Collins airs ad blitz opposing prevailing wage
July 22, 2009
Says Legislature’s pro-union move will hurt projects, wipe out savings from low-cost loans.
Chris Collins today unleashes an advertising blitz to prod Erie County legislators into forgetting about the prevailing wage and adopting his plan to jump-start the expansion projects drawn up by colleges, private schools and assorted nonprofits.
A narrator starts the county executive’s radio spots like this:
“During the worst recession since the Great Depression, nothing is more important than creating good-paying jobs in the Buffalo area.
“Unfortunately, the career politicians and their special-interests friends say no.”
Also beginning today: a series of automated telephone calls — “robocalls” — urging taxpayers to contact their county lawmakers, Chairwoman Lynn M. Marinelli in particular.
Marinelli says Collins is using the issue to set the table for this year’s County Legislature elections. He already has targeted a handful of Legislature Democrats for defeat by labeling them as obstructionists and promoting their challengers.

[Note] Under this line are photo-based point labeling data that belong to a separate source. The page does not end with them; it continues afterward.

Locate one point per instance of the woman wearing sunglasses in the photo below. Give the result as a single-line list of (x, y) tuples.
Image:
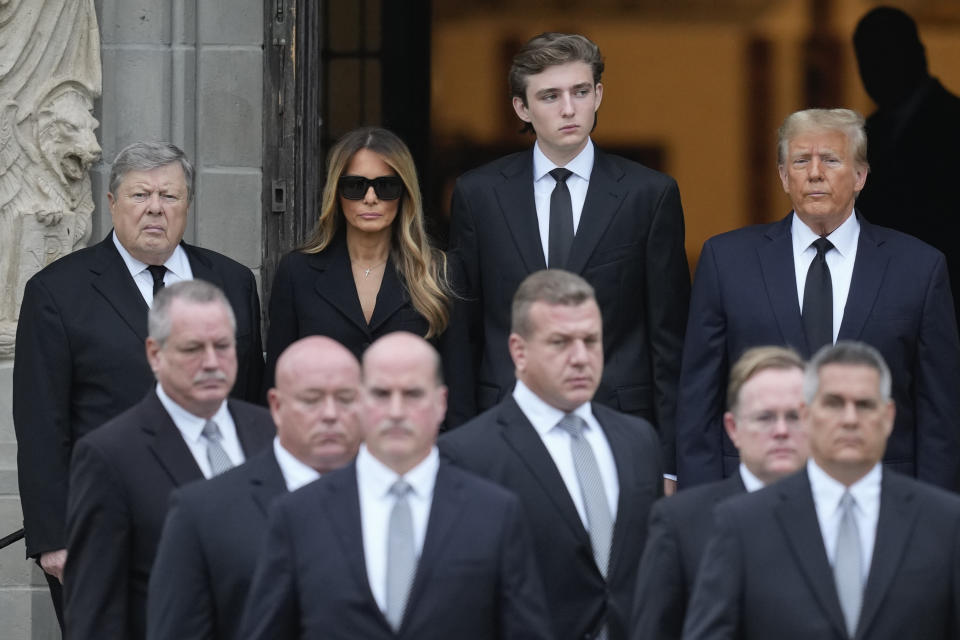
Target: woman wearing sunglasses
[(368, 268)]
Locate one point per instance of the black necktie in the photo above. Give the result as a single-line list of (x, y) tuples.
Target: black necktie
[(818, 299), (561, 221), (157, 271)]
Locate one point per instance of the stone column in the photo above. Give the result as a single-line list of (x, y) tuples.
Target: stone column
[(185, 71), (49, 79)]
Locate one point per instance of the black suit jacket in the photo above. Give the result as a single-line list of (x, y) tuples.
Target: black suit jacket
[(765, 573), (121, 477), (917, 197), (680, 527), (745, 295), (208, 552), (314, 294), (629, 246), (475, 578), (81, 361), (503, 446)]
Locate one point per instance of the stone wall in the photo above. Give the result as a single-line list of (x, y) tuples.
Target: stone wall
[(186, 71)]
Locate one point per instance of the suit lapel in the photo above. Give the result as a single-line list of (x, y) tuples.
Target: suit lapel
[(898, 514), (448, 502), (868, 272), (266, 480), (515, 195), (604, 196), (343, 512), (166, 442), (114, 282), (334, 282), (520, 436), (797, 517), (626, 473), (780, 281), (391, 297)]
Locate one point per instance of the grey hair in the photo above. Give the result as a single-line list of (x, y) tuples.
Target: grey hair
[(195, 291), (146, 156), (846, 121), (552, 286), (847, 352)]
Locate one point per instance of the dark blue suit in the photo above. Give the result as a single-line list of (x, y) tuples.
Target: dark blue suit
[(502, 445), (475, 579), (628, 246), (745, 295), (208, 552), (314, 294), (81, 361), (121, 477), (680, 527), (765, 573)]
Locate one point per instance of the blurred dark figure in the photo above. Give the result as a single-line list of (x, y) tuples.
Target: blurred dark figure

Aides said that Collins’ new political action committee will spend $10,000 on radio advertising to promote his plan to let an arm of the Erie County Industrial Development Agency offer cheaper, tax-exempt financing to nonprofits for their expansions.
In years past, such financing would have been arranged through the Industrial Development Agency itself. However, the state has not renewed the IDA authority that lets the agency finance civic projects.

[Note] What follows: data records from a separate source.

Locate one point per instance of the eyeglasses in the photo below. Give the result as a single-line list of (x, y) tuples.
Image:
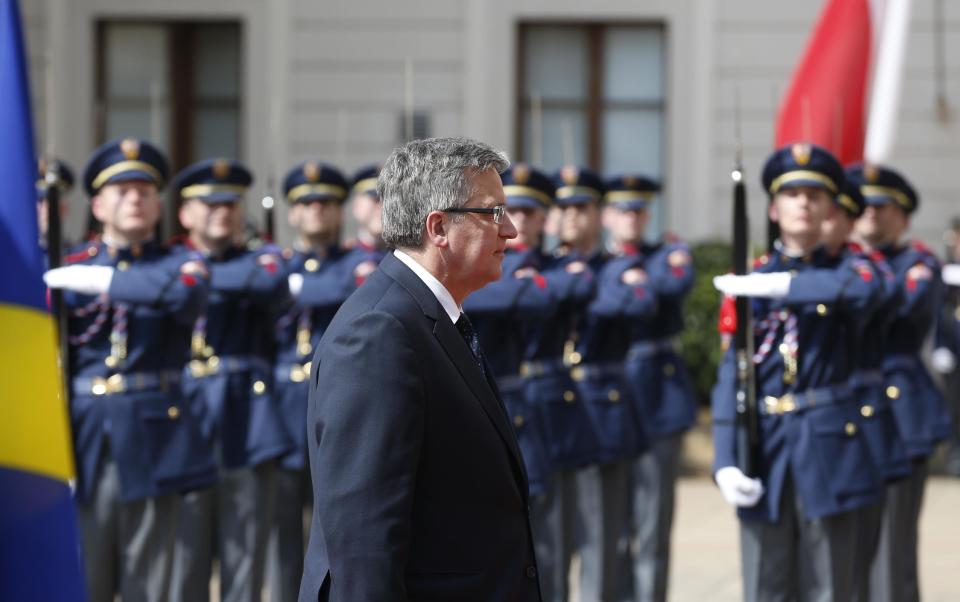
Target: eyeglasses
[(498, 212)]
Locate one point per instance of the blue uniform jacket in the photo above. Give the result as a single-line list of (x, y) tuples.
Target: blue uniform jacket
[(658, 377), (229, 381), (127, 349), (327, 283), (602, 338), (549, 387), (502, 314), (919, 407), (819, 447), (879, 426)]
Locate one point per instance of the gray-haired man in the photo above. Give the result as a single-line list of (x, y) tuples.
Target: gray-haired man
[(420, 490)]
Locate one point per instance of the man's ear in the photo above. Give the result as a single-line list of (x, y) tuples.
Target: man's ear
[(436, 230), (185, 215)]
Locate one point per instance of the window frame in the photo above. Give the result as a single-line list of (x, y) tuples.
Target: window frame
[(595, 105)]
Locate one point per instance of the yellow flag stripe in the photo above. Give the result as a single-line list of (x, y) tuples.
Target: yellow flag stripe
[(35, 432)]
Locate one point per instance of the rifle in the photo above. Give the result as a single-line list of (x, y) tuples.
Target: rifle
[(747, 427), (54, 254)]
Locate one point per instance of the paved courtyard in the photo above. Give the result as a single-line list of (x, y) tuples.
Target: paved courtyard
[(706, 555)]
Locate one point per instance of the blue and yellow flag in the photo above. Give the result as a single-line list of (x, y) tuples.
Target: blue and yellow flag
[(39, 547)]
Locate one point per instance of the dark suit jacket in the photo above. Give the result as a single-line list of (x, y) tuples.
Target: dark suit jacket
[(419, 486)]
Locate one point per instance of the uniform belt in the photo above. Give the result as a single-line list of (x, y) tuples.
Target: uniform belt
[(294, 373), (124, 383), (541, 367), (596, 370), (227, 364), (798, 402), (645, 349), (866, 378)]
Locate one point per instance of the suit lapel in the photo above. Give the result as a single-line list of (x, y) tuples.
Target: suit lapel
[(463, 359), (456, 348)]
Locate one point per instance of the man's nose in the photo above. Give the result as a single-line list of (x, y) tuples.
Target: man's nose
[(507, 229)]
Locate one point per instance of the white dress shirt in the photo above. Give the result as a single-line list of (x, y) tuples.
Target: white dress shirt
[(436, 287)]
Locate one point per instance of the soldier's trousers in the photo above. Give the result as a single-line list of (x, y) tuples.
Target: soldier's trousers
[(894, 575), (127, 546), (654, 479), (231, 521), (552, 521), (286, 548), (798, 559), (602, 515)]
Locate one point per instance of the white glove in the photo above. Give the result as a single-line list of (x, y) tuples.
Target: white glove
[(296, 284), (951, 274), (737, 488), (774, 286), (85, 279), (943, 360)]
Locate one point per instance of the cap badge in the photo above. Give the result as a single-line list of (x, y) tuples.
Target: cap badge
[(801, 153), (569, 174), (130, 148), (311, 171), (221, 169)]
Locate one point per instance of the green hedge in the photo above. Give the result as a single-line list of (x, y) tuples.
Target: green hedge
[(701, 341)]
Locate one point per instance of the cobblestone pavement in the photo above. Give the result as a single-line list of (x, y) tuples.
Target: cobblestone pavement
[(706, 561)]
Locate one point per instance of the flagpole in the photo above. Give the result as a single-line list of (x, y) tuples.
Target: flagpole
[(888, 77)]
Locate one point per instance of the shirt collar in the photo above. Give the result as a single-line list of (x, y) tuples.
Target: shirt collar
[(436, 287)]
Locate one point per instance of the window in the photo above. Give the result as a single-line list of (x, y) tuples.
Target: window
[(174, 83), (593, 94)]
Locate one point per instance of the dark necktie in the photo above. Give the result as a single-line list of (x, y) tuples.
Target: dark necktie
[(470, 338)]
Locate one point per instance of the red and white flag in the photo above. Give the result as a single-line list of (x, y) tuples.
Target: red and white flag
[(829, 98)]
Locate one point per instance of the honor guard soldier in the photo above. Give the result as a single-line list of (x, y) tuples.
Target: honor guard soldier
[(319, 281), (653, 280), (597, 345), (504, 315), (799, 516), (918, 407), (131, 305), (62, 178), (228, 382), (878, 427), (367, 249)]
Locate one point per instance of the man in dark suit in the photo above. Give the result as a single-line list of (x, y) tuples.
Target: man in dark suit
[(420, 491)]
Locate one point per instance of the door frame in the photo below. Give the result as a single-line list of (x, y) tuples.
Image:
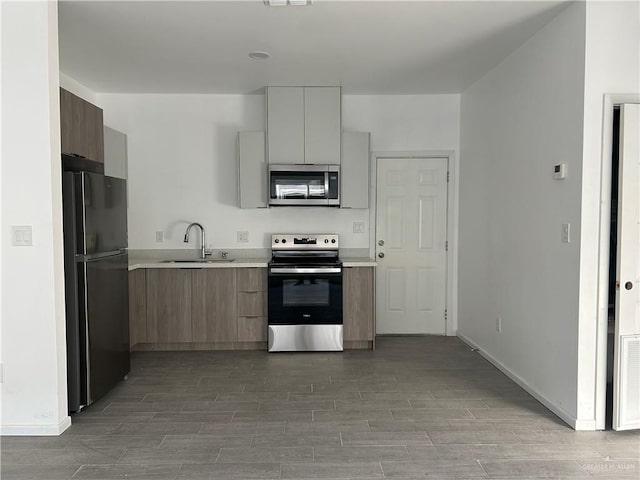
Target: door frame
[(610, 100), (451, 288)]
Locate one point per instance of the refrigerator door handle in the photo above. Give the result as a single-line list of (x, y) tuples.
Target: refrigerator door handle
[(98, 256)]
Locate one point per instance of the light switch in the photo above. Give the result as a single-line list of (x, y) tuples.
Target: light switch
[(21, 235), (358, 227)]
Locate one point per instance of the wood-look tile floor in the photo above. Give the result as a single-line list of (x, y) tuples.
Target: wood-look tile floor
[(416, 408)]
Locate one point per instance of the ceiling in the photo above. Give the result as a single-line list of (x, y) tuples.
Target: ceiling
[(382, 47)]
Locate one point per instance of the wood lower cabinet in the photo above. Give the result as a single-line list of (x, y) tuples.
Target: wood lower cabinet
[(169, 305), (137, 307), (358, 307), (214, 305), (226, 308), (81, 127), (252, 304)]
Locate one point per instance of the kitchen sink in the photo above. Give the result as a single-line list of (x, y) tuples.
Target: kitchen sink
[(201, 260)]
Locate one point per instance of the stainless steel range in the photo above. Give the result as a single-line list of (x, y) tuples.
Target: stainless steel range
[(305, 293)]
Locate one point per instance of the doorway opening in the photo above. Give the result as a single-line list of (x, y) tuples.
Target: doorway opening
[(613, 249)]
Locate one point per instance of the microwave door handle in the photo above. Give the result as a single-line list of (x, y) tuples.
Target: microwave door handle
[(326, 185)]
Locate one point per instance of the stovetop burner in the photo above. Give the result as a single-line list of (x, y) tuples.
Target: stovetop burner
[(305, 249)]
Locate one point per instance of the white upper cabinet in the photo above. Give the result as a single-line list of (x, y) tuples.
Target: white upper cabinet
[(354, 190), (304, 125), (285, 124), (322, 125)]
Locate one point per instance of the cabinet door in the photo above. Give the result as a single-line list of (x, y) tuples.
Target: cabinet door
[(358, 290), (252, 279), (354, 188), (252, 170), (285, 124), (137, 307), (322, 125), (214, 305), (81, 127), (168, 305)]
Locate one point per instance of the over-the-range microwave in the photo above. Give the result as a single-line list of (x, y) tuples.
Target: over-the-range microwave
[(304, 185)]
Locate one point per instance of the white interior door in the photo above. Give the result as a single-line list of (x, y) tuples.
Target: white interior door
[(626, 373), (411, 236)]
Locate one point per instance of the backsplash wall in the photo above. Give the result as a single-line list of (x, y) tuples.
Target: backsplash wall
[(182, 162)]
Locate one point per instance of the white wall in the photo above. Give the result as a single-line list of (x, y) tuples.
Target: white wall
[(612, 66), (182, 162), (34, 392), (518, 121), (77, 88)]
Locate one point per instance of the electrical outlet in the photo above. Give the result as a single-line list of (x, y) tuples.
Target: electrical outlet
[(21, 235), (566, 233)]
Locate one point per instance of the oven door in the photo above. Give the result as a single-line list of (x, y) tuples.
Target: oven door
[(305, 295)]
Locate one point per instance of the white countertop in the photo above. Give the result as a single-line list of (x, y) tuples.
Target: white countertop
[(159, 263), (255, 262)]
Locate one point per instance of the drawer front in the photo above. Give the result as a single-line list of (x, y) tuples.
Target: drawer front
[(252, 304)]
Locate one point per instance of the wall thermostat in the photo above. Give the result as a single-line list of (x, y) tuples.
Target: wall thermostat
[(560, 171)]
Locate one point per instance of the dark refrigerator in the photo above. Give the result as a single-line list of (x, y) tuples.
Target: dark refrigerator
[(96, 284)]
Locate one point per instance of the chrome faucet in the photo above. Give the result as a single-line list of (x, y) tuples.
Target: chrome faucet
[(203, 251)]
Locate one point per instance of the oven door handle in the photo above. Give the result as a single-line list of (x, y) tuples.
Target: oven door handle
[(300, 270)]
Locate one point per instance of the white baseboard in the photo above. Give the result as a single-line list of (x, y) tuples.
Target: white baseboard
[(559, 411), (36, 430)]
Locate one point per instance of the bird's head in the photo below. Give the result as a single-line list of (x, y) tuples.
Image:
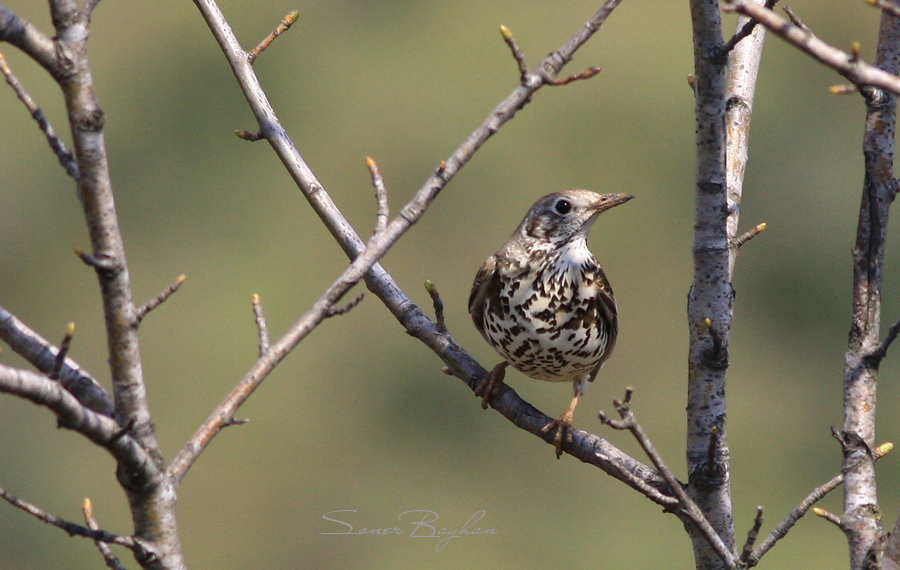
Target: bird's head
[(561, 216)]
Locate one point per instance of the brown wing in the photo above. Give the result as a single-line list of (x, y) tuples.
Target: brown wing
[(605, 305), (486, 280)]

State leaders have discussed, among other things, the addition of a prevailing-wage requirement that would force those nonprofit borrowers to pay higher wages to their construction workers.
Collins and the IDA’s lawyers found a way past the state’s delay, by using an arm of the IDA known as the Industrial Land Development Corp.

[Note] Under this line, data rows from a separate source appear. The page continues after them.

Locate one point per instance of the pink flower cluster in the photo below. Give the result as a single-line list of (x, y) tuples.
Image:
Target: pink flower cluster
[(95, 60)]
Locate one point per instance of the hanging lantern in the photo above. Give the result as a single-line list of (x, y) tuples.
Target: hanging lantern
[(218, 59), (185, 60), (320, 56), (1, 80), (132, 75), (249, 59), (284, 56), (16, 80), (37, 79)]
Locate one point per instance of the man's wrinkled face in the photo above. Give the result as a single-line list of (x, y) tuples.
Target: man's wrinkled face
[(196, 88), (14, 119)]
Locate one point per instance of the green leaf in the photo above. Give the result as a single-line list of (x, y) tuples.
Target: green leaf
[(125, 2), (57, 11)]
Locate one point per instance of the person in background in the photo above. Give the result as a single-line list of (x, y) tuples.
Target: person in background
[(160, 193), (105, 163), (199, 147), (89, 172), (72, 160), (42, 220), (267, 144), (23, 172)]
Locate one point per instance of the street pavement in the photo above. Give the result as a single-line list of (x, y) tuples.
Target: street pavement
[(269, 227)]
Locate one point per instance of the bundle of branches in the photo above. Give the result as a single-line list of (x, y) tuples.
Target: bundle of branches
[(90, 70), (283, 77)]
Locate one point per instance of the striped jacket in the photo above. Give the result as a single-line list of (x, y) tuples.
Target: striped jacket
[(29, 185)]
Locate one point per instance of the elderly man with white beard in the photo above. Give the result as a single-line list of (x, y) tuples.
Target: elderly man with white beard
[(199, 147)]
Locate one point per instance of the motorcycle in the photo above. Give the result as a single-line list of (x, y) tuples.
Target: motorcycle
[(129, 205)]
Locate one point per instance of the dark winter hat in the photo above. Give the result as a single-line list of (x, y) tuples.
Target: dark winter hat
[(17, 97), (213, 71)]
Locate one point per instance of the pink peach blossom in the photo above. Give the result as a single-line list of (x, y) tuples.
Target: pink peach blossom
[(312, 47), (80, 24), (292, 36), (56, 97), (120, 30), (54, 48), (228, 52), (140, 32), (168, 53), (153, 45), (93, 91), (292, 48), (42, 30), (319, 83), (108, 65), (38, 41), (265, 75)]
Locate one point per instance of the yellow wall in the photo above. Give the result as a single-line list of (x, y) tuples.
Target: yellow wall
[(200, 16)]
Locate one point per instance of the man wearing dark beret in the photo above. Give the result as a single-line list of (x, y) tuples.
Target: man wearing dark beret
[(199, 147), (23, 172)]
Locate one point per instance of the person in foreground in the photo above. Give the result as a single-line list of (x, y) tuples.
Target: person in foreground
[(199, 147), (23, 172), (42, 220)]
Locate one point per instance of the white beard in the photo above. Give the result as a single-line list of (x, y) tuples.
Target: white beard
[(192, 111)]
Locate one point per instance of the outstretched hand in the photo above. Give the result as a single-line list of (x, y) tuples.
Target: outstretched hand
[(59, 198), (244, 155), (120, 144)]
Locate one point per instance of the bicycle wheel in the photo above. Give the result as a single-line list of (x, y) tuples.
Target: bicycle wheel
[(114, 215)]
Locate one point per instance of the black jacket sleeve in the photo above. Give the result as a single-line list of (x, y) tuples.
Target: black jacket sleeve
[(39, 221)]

However, Collins’ plea for Legislature consent also triggered a move to apply the prevailing- wage requirement to the Erie County legislation as well.
Collins says the prevailing wage and other pro-union amendments proposed by some County Legislature Democrats would wipe out the savings from low-cost loans. He’s urging the legislators to reverse course.
The amendments were unveiled by Timothy M. Kennedy, D-Buffalo, a staunchly pro-union legislator and chairman of the Economic Development Committee. The committee meets at 2 p. m. today on the fourth floor of Old County Hall to again discuss the request from Collins and the IDA.
Construction-related unions around the state are pushing to add a prevailing-wage requirement to IDA legislation after stressing that IDAs for years have doled out low-interest money to companies that do not produce promised jobs.
The $10,000 will come from Collins’ new political action committee, Taxpayers First, after a start-up donation from his main political fund, Collins for Our Future, explained Christopher M. Grant, the county executive’s chief of staff.
“Anytime the county can directly impact $200 million in economic development projects and create hundreds of jobs, that’s a no-brainer,” Grant said. “He is willing to put the full force of his political organization behind that to effectively communicate a message to taxpayers.”
While Kennedy pushed the pro-union amendments, Collins blames Marinelli for letting it happen by sending the legislation to a committee and not putting it swiftly before the full Legislature for a vote. The radio ad calls her a “career politician.”
Marinelli and other legislators, however, found the original Collins bill loosely written and confusing. It was unlikely to pass when lawmakers last met July 9.
“It has only been before us for two weeks, and I think there has been a lot of progress in those two weeks,” she said. “If this is such a great idea, let it rise on its merits. Let the legislators ask their questions.”
“Consensus is what people are crying out for in government,” she said. “I think it’s a healthy process.”